However, the former Deputy Minister of Interior stated that he and his colleagues on the Minority will comply with the ruling, despite his sentiments.

Chairman of the Appointments Committee, Joseph Osei Owusu


On Wednesday, March 9, the Supreme Court presided over by Justice Jones Dotse affirmed the approval of the 2022 budget without NDC MPs’ participation.

Private Legal Practitioner Justice Abdulai filed the case against the Attorney General.

He had asked the Supreme Court to interpret Articles 102 and 104 of the 1992 Constitution and declare the action of Mr Osei-Owusu as unconstitutional.

He also wanted the Supreme Court to declare the whole proceedings in Parliament on November 30, 2021, which led to the passage of the 2022 budget as unconstitutional insisting the Deputy Speaker should not have counted himself as an MP when he presided over proceedings.

However, in defence on behalf of the state, the Attorney-General (A-G), Godfred Yeboah Dame, argued that no express provision in the 1992 Constitution stops a Deputy Speaker presiding over proceedings from voting or counting himself as part of MPs present to form the right quorum.

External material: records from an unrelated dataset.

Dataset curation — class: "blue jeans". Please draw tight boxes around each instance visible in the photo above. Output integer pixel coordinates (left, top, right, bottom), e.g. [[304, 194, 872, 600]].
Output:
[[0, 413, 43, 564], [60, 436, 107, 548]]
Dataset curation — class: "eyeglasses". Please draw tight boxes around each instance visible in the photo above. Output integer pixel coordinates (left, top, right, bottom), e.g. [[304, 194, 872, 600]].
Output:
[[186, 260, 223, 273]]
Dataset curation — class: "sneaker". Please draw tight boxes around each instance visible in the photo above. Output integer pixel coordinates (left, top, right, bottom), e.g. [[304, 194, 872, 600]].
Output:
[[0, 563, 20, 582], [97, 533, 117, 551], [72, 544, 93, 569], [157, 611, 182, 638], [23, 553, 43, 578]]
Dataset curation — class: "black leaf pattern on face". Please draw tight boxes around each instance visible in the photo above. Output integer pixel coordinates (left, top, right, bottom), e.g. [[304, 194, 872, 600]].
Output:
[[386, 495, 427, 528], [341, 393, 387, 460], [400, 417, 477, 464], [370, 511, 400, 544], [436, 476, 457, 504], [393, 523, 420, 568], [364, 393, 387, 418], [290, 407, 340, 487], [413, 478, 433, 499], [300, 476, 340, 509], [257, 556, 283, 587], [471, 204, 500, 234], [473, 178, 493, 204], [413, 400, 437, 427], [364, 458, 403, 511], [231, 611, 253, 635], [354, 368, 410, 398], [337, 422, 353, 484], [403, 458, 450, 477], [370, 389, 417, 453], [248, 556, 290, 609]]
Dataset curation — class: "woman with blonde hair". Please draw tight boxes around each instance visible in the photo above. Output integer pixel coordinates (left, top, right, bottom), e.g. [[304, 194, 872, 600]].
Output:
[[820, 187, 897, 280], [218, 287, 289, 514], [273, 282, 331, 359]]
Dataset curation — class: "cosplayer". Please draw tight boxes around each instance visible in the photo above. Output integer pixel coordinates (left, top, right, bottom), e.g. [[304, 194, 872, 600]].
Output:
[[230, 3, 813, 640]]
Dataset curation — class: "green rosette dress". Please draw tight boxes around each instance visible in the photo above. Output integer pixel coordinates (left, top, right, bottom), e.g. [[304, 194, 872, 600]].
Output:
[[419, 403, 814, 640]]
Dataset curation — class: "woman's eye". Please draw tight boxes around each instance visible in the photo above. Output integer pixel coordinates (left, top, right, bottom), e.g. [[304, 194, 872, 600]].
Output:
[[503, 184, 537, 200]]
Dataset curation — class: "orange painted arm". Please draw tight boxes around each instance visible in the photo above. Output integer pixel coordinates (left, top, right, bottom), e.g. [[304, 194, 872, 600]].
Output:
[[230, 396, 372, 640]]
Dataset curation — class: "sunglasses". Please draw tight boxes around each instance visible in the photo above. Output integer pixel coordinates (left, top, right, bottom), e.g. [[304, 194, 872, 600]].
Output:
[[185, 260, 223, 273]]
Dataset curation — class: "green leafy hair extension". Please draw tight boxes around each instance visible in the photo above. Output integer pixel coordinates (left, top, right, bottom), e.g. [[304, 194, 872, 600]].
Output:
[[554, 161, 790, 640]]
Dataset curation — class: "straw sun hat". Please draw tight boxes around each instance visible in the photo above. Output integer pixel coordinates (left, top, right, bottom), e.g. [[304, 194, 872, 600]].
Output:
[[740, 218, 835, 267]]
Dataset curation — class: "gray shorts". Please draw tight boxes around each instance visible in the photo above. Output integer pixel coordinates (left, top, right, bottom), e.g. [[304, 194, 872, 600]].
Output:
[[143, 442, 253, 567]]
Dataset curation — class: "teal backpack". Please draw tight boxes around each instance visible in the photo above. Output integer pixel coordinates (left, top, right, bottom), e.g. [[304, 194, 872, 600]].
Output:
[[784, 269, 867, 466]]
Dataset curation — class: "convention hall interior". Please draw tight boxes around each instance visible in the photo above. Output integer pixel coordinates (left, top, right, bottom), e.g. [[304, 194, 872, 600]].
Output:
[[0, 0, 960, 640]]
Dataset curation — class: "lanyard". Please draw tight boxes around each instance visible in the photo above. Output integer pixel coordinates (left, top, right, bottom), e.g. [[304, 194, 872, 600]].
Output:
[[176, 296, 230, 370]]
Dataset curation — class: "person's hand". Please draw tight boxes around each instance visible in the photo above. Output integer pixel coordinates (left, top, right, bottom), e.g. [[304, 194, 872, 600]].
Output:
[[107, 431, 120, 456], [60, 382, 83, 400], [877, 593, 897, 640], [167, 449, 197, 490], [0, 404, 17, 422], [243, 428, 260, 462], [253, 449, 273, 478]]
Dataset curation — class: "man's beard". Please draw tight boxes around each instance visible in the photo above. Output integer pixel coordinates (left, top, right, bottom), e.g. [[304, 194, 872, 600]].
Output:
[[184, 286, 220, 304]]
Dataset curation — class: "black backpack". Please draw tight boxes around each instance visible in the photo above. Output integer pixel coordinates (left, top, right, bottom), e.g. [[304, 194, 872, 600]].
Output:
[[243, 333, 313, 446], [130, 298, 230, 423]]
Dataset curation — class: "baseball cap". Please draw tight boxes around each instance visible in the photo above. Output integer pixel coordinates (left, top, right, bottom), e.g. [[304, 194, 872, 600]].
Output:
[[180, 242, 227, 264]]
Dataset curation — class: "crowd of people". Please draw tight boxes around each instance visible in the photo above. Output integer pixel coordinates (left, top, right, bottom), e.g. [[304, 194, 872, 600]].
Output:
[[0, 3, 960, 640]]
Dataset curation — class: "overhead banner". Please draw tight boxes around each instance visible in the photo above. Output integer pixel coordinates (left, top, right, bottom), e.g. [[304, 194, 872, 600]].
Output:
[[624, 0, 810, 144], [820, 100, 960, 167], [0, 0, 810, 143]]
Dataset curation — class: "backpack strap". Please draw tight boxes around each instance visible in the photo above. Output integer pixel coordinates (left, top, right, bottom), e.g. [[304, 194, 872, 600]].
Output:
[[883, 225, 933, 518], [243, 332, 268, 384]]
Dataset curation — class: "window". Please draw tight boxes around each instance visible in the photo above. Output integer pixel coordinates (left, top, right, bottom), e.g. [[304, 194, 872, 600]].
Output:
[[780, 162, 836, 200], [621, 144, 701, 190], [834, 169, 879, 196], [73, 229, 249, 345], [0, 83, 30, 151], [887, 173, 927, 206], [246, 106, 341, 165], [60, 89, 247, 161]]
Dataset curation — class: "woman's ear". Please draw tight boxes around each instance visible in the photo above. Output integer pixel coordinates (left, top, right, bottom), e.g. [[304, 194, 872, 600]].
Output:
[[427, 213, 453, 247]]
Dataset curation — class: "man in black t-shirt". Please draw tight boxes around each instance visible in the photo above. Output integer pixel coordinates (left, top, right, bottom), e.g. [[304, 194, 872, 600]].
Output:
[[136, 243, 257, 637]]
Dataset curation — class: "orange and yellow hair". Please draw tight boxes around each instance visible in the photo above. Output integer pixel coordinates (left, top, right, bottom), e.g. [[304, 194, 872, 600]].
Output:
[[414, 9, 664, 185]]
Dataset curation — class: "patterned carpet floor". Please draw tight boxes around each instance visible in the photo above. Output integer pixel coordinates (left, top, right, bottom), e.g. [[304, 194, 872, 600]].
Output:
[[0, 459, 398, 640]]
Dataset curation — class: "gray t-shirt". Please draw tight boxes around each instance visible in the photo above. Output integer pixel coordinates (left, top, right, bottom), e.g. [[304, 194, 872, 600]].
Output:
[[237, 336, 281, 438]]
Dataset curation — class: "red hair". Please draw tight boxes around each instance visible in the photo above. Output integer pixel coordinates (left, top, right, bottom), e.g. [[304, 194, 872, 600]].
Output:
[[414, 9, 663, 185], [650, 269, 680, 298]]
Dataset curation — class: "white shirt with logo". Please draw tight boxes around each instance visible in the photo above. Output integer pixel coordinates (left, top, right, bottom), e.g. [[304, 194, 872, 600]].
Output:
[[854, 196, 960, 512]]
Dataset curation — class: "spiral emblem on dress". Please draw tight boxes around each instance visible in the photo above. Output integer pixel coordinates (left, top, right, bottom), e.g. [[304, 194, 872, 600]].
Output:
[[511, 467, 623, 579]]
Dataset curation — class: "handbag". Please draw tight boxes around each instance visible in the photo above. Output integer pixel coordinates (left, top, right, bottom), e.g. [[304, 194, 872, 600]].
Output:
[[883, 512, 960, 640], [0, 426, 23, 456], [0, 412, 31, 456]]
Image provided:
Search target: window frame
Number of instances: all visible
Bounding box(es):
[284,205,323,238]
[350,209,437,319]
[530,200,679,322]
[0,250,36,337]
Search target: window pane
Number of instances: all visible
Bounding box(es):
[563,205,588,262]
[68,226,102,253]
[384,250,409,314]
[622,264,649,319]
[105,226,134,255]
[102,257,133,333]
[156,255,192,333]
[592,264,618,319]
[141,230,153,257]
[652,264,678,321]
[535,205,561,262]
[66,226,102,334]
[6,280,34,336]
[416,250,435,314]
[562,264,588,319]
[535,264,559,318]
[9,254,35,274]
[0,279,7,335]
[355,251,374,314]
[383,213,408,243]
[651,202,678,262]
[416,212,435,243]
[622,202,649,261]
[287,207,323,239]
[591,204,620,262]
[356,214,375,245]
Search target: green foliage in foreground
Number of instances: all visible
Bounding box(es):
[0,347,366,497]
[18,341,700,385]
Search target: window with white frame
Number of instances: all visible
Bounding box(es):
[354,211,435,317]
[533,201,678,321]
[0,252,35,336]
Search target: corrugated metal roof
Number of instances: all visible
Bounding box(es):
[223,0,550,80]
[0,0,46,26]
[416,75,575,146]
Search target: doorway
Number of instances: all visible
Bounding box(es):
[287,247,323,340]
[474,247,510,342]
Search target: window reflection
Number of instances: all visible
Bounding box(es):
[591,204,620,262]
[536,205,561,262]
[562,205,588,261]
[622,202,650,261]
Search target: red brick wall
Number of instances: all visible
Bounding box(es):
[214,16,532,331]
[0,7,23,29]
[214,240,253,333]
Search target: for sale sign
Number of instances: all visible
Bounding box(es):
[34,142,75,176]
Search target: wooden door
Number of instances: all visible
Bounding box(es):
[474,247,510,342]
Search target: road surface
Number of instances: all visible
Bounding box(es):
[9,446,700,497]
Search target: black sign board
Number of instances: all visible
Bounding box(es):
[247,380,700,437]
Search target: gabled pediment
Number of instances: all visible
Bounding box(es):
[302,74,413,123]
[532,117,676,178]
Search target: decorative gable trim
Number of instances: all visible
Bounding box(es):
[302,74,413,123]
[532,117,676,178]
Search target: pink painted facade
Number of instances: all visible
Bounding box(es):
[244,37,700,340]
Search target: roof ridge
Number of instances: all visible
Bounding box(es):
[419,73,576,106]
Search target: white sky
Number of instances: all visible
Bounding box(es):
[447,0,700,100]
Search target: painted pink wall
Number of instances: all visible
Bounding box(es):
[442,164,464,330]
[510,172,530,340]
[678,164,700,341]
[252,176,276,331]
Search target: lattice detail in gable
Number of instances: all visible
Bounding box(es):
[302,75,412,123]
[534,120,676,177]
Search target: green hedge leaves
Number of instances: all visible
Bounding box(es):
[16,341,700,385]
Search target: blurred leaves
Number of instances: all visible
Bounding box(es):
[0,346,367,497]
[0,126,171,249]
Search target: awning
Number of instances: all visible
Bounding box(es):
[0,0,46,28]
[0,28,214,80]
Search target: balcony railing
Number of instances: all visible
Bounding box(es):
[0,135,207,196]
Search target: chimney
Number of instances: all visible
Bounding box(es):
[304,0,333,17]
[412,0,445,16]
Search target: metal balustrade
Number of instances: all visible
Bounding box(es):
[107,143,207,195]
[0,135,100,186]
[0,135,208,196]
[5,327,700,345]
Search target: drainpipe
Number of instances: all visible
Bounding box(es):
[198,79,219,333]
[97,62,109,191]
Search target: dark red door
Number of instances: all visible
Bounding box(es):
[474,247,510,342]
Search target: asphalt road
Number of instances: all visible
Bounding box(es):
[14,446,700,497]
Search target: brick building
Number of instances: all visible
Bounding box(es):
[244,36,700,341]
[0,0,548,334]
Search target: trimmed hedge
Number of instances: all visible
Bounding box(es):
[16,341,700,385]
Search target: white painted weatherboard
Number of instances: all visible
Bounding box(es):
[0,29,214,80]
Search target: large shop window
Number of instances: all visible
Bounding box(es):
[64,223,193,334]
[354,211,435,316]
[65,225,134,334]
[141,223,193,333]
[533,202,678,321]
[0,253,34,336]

He argued that the quorum in Parliament formed under Article 102 is different from the quorum formed under Article 104 of the 1992 Constitution.

He stated that the quorum under Article 102 is for the conduct of business in Parliament, and that is why Article 102 provides that it should be one-third of members.

“Given that Parliament presently is made up of 275 members, the quorum under Article 102 for the conduct of its business is 92 MPs,” the A-G submitted.

According to the A-G, based on the clear provision of Article 102, any person presiding, either the Speaker or Deputy Speakers, is precluded from being part of that quorum.

On the other hand, the A-G believed that the quorum under Article 104 (1), which deals with the determination of matters through voting in Parliament, requires at least half of all MPs, and such a quorum is not the same as the one in Article 102.

Mr Dame contended that unlike Article 102, which precludes a “person presiding” from being part of the quorum, Article 104 (2) precludes explicitly “The Speaker”.

The A-G, therefore, held the position that only the person elected as “The Speaker” of Parliament is barred from forming part of the quorum under Article 104 when presiding, and not the Deputy Speakers who preside over proceedings.

The Apex Court comprising Justices Jones Dotse, Nene Amegatcher, Prof Ashie Kotey, Mariama Owusu, Lovelace Johnson, Clemence Honyenuga, and Emmanuel Kulendi affirmed the arguments of the Attorney General.

The court also struck out portions of the standing orders of parliament which read: “A Deputy Speaker or any other member presiding shall not retain his original vote while presiding.”